Mohamedou Ould Slahi’s Guantánamo Diary: Dismantling Ideologies of Fear and Torture

Curator's Note

Guantánamo Diary (2015)—written by Mohamedou Ould Slahi, redacted by the U.S. government, and edited by Larry Siems—is the only account of Guantánamo from a current detainee. Since 2002, Slahi has been held at the naval base, where he underwent a “special recipe” of torture approved by the Secretary of Defense and now awaits a Periodic Review Board hearing on June 2. Slahi divides his time into pre- and post-torture, when his “brake broke loose…and [he] yessed every accusation [his] interrogators made.” Notwithstanding those forced (and he says, false) confessions and his indefinite detention without charge, Slahi seeks to understand the ideological forces mobilized against him as well as to initiate a dialogue with his readers.

The website for the book, www.guantanamodiary.com, attests to the book's veracity and power and promotes Slahi’s case. The 466-page handwritten manuscript, with heavy redactions, is on-line, offering proof of its provenance. Audio clips read by actors including Colin Firth, Benedict Cumberbatch, and John Hurt give weight to Slahi’s words. Accompanying them is a video comprised of animation, voice-over excerpts, and interviews with Slahi’s brother, editor, and attorney.
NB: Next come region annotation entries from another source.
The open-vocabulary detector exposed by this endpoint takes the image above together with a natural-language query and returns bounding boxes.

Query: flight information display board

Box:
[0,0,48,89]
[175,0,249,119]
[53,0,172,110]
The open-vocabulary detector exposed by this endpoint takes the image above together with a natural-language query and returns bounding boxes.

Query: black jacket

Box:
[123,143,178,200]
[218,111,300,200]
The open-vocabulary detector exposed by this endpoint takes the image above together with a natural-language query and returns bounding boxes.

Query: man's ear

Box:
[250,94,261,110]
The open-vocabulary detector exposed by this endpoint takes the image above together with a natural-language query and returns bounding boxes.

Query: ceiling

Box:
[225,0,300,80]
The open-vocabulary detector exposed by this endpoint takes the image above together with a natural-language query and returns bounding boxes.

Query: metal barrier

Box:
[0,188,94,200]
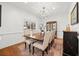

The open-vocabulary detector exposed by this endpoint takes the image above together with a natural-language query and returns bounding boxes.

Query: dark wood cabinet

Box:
[63,31,78,56]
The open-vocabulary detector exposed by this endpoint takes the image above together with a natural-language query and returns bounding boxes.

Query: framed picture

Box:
[71,3,78,25]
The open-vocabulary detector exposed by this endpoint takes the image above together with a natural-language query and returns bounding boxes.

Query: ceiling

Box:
[8,2,72,18]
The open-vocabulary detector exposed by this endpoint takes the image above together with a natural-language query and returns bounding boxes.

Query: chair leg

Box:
[29,45,31,52]
[32,47,34,55]
[42,51,44,56]
[45,47,49,54]
[25,42,26,49]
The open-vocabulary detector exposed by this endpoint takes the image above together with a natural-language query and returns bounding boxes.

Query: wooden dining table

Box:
[24,33,44,41]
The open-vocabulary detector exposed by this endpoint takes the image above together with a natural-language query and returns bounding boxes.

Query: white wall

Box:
[69,2,79,33]
[0,3,27,49]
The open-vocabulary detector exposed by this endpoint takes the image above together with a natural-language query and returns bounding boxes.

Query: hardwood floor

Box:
[0,39,63,56]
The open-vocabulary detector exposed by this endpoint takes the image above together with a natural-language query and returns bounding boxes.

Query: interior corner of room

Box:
[0,2,79,55]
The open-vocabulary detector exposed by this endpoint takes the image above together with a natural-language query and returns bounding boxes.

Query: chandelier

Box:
[39,7,47,19]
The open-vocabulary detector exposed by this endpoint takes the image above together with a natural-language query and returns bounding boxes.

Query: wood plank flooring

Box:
[0,39,63,56]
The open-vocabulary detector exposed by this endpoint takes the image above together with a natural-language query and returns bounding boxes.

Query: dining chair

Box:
[25,38,36,52]
[24,30,36,52]
[32,31,51,56]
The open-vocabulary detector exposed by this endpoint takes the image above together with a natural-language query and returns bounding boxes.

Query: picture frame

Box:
[71,2,78,25]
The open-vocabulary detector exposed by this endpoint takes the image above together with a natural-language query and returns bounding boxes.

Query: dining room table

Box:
[24,33,44,41]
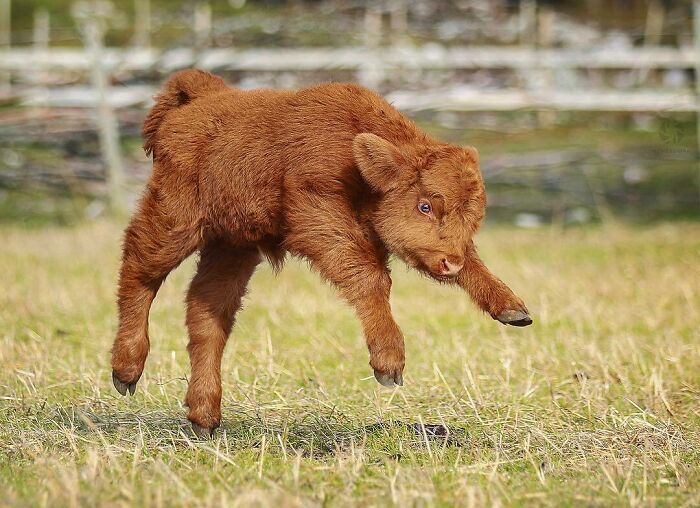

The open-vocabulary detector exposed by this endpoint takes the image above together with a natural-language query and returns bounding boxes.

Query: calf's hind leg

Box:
[112,190,199,395]
[185,240,260,438]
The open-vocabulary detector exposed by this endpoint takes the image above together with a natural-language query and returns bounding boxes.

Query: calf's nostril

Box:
[440,258,450,272]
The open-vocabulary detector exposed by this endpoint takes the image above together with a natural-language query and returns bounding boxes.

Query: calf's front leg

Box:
[457,242,532,326]
[287,198,405,388]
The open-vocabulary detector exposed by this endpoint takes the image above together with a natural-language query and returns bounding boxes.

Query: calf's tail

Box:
[141,69,228,155]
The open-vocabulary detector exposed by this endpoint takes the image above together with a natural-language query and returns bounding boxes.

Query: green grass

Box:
[0,223,700,507]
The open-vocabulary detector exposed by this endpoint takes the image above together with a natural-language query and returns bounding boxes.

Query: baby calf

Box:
[112,70,532,436]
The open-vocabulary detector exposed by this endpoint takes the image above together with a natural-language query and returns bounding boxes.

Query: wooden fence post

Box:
[134,0,151,48]
[693,0,700,200]
[194,2,211,51]
[74,2,127,216]
[0,0,12,95]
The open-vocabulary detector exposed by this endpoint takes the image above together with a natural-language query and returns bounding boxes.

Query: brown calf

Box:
[112,70,532,436]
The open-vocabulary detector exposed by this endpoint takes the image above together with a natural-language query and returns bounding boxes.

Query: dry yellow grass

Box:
[0,223,700,506]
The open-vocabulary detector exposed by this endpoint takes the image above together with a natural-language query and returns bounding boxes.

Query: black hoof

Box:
[112,371,138,395]
[496,310,532,326]
[192,423,215,439]
[374,370,403,388]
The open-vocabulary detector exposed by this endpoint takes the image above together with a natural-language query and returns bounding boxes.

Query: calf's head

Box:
[353,133,486,280]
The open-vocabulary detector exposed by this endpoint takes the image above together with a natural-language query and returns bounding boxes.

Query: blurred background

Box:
[0,0,700,224]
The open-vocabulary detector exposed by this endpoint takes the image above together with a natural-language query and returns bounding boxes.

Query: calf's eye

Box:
[418,201,433,215]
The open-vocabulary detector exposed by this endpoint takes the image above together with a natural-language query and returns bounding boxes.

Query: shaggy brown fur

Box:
[112,70,531,434]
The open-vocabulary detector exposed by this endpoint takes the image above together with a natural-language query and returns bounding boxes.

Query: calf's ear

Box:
[352,132,403,192]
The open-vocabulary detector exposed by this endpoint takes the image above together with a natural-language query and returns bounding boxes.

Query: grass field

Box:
[0,223,700,507]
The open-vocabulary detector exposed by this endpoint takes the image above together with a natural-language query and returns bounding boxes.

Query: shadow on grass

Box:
[45,403,467,456]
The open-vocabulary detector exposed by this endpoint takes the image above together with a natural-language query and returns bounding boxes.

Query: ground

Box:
[0,222,700,507]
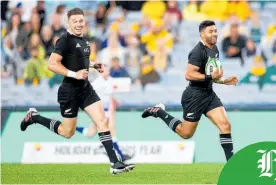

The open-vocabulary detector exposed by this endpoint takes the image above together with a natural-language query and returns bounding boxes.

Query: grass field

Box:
[1,164,223,184]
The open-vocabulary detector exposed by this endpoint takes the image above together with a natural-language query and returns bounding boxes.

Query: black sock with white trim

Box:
[219,133,233,161]
[157,108,182,132]
[99,131,118,163]
[32,113,61,134]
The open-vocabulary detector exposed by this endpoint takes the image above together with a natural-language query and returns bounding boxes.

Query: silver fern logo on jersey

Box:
[257,150,276,181]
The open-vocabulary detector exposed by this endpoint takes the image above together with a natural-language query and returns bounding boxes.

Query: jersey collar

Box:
[66,29,83,37]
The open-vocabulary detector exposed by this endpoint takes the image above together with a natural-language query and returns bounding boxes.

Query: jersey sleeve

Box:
[53,36,67,57]
[188,50,202,67]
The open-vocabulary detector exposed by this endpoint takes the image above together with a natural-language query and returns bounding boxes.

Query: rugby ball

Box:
[205,58,222,75]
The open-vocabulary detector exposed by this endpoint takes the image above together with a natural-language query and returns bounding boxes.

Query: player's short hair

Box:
[199,20,216,33]
[67,8,84,19]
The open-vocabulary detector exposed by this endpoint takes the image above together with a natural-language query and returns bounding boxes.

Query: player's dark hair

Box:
[199,20,216,33]
[67,8,84,19]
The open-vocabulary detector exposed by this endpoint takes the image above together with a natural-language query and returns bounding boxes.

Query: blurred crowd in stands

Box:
[1,0,276,87]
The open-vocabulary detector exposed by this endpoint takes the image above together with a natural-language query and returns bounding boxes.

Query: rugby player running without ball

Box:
[142,20,238,160]
[21,8,134,174]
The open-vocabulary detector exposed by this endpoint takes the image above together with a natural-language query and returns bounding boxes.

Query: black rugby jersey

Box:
[53,31,90,87]
[188,41,219,88]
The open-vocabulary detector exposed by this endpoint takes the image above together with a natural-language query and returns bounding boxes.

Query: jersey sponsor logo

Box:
[76,43,81,48]
[64,108,71,113]
[187,112,194,116]
[83,48,89,52]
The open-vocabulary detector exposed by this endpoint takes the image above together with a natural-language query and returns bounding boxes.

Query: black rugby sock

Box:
[157,108,182,132]
[32,114,61,134]
[220,133,233,161]
[99,131,118,163]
The first three minutes state the case for Slahi’s release: they couple his experience of torture with the lack of evidence of terrorism; present him as a “modern renaissance man” with close familial relationships; explain his brief alliance with Al-Qaeda in the early 1990s in Afghanistan, when it was a tacit US ally; and cast doubt on the US government’s trustworthiness, as when Slahi’s brother asks, “How can a government lie to us for so long?”
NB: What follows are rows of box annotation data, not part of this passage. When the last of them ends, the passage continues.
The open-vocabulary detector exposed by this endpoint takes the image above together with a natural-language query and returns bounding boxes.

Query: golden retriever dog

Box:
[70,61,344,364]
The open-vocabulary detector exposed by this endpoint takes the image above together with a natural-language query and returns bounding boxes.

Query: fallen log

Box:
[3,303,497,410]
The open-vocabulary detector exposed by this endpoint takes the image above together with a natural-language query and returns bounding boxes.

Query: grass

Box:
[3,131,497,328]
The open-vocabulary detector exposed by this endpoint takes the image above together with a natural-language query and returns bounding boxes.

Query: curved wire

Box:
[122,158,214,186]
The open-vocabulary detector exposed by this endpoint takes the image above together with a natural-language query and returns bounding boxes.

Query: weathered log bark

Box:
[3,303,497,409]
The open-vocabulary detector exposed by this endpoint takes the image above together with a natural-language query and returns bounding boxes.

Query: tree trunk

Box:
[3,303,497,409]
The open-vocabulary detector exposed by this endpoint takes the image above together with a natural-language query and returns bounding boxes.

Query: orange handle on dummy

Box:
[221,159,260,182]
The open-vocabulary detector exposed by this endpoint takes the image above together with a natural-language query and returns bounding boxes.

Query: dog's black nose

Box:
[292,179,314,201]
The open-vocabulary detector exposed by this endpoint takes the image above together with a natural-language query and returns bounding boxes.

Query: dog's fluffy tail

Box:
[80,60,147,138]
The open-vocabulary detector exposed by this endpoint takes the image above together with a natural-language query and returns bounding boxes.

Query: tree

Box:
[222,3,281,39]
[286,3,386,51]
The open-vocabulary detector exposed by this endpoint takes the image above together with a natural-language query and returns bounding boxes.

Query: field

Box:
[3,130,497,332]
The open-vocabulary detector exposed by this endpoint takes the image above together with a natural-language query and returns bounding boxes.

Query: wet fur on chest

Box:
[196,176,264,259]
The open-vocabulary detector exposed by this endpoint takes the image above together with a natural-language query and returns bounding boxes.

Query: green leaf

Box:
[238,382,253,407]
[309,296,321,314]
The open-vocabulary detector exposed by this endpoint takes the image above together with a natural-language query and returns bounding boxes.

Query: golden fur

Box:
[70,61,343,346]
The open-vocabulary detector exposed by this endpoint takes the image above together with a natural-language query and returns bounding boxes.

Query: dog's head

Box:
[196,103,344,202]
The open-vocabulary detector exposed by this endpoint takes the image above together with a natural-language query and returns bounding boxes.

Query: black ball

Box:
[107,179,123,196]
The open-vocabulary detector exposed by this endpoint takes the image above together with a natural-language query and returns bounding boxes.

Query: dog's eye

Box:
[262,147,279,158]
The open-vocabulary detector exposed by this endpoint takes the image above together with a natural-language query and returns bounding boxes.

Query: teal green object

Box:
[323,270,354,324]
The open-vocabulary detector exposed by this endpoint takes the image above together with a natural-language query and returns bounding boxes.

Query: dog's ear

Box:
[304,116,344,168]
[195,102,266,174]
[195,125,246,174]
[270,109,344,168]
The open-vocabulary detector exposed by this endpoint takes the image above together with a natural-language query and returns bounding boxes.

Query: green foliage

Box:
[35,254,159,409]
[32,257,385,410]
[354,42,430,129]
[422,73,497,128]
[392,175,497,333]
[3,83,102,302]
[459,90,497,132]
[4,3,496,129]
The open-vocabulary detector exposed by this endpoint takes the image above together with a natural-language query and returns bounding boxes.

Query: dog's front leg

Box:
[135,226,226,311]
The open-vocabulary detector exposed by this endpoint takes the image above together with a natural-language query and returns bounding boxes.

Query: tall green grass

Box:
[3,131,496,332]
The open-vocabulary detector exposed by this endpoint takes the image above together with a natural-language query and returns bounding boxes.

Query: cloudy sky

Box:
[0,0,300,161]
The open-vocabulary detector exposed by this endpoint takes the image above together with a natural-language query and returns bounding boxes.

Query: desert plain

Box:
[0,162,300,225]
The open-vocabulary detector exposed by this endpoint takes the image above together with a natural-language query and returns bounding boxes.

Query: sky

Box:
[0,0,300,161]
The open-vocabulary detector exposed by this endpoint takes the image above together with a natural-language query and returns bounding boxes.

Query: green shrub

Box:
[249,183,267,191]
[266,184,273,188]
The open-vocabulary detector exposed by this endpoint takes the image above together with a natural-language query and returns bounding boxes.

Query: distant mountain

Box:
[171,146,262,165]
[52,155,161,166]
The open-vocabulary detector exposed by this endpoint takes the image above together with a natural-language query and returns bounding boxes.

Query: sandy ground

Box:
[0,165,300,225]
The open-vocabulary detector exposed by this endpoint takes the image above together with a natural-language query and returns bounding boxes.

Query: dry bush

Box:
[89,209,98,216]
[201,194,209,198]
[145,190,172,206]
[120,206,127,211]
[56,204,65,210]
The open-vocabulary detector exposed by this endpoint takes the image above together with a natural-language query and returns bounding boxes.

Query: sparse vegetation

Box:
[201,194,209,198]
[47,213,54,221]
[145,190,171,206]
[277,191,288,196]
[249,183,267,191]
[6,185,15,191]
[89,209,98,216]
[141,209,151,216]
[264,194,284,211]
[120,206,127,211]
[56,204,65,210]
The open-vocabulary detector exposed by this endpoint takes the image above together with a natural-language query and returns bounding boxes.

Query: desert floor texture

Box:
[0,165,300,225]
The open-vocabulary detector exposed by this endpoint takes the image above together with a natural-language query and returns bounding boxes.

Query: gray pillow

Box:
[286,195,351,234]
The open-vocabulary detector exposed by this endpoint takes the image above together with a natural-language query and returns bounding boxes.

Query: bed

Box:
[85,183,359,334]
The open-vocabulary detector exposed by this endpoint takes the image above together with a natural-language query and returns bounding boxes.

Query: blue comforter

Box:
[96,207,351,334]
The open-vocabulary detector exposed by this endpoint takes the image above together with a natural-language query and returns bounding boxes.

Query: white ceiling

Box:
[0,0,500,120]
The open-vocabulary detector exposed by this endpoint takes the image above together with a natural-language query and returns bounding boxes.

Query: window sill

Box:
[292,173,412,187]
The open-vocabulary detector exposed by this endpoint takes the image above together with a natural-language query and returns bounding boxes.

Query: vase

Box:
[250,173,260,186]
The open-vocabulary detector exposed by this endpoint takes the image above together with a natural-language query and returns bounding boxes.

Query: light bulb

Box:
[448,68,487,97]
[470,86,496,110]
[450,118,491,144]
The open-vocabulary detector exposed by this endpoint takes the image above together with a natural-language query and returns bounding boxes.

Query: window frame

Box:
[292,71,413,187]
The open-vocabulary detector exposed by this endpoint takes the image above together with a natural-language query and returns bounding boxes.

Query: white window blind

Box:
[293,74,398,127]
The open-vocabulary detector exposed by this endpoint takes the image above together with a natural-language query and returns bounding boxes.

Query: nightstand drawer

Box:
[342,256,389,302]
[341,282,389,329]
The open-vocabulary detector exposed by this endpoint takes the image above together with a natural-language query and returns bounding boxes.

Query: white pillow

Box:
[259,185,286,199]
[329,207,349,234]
Whereas the website works to publicize Slahi’s case and defend him in the public sphere, Guantánamo Diary is a complex narrative that defies easy categorization. As Lauren Beard writes, “Slahi’s narrative shifts from the perspective of a victim caught in the crossfires of the war on terror to the perspective of an outsider studying and analyzing a foreign culture.” That culture includes the strategic manipulation of law that authorizes torture and detention without charge as well as the relationship between guards and interrogators and their prisoner. In another essay, Kori Hall takes Slahi at his word: “He wants readers to immerse themselves in his story and to gain a better understanding…for a type of person that we might fear simply because we do not know them.”

 

Comments

I remember when I first saw the story about this book. I was amazed that someone was able to get their story out in this way, even with the redaction. What do you think the impact of this story has been (or will be) on the perception of Guantánamo Bay and government policies regarding the prison? The videos seem to have a real potential for impacting the way that people imagine life at Guantánamo Bay by making them picture themselves as the prisoners.
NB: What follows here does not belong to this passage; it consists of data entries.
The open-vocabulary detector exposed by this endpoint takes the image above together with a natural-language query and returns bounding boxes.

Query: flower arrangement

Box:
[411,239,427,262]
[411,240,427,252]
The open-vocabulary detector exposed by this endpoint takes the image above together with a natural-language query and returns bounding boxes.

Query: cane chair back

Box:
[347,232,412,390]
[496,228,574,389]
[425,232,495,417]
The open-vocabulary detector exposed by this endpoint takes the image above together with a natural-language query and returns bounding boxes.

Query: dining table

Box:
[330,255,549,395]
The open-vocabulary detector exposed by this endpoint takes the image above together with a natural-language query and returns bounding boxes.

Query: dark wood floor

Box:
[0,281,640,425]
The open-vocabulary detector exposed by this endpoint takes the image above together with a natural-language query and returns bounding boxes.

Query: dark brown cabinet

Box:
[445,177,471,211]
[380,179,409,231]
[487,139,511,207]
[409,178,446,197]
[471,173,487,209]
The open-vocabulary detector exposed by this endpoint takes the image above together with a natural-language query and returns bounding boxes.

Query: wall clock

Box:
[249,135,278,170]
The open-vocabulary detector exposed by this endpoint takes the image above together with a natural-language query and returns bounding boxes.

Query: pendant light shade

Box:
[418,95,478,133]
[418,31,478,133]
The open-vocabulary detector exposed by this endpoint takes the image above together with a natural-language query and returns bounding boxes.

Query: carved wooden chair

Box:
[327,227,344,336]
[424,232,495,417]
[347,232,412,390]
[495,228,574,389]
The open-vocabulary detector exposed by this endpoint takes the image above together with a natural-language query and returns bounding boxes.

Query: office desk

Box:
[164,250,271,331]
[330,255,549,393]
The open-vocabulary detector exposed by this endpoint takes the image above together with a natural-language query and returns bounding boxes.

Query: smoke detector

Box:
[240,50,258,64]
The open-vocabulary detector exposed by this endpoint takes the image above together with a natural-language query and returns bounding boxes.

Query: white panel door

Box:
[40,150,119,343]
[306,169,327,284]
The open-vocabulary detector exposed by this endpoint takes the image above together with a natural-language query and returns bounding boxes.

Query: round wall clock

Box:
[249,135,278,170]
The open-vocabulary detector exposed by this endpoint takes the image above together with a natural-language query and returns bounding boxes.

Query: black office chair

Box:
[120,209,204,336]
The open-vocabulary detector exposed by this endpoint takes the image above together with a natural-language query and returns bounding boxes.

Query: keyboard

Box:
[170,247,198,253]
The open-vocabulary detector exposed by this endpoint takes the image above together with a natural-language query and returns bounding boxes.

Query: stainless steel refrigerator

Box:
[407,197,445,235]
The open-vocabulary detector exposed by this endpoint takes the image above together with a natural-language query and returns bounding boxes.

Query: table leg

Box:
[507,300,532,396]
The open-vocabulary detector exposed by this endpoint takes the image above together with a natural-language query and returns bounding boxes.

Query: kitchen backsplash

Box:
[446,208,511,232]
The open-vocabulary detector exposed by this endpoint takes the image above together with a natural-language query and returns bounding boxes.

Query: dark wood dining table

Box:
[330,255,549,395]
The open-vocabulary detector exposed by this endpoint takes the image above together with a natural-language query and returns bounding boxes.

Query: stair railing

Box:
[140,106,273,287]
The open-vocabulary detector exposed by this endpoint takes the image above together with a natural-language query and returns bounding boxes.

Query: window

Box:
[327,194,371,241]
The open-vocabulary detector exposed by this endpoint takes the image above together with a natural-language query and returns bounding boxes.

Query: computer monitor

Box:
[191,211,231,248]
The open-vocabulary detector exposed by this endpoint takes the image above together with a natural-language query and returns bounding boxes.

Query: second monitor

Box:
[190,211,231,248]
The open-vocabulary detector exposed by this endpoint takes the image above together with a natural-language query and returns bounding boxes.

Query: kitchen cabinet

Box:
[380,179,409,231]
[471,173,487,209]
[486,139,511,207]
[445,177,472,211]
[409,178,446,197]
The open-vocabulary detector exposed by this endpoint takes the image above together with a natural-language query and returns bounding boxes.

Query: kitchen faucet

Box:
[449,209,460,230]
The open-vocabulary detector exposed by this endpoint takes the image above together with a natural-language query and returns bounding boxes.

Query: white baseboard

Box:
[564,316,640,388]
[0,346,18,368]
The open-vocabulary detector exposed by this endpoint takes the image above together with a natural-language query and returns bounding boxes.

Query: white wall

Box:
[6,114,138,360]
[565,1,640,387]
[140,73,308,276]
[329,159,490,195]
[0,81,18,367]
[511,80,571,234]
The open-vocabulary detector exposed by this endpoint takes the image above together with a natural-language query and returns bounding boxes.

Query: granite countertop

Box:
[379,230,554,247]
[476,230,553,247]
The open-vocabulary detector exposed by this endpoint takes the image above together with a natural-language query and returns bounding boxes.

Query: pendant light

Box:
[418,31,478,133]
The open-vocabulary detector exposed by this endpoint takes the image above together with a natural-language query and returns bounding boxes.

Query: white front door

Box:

I think the book and the video work toward slightly different objectives. Whereas the video frames a defense of Slahi in the public sphere as opposed to the military courtroom, the book is perhaps more complex or open-ended in its effects. One of our jobs as professors is teaching students to read critically, and this book invites, or perhaps better, compels critical reading. The redactions serve as a challenge and a puzzle, and readers want to figure out not just what was redacted, but why. Given that the information in the redactions is often supplied by the editor, Larry Siems, in his extensive footnotes that are based on information in the public sphere, readers are able to trace fairly precisely how Slahi is trying to shape his story and how the US Government is trying to shape its own. I can say from teaching the book to students from a wide range of backgrounds -- international students who are in the US as refugees or temporary students, witnesses to the attacks of 11 September 2001, military families, members of different political parties -- that the book engages them and consistently asks all of us as readers to try to understand the "legal illegalities" of indefinitely holding individuals without charge, the use of torture, and how the rhetoric of security is used to silence human rights concerns.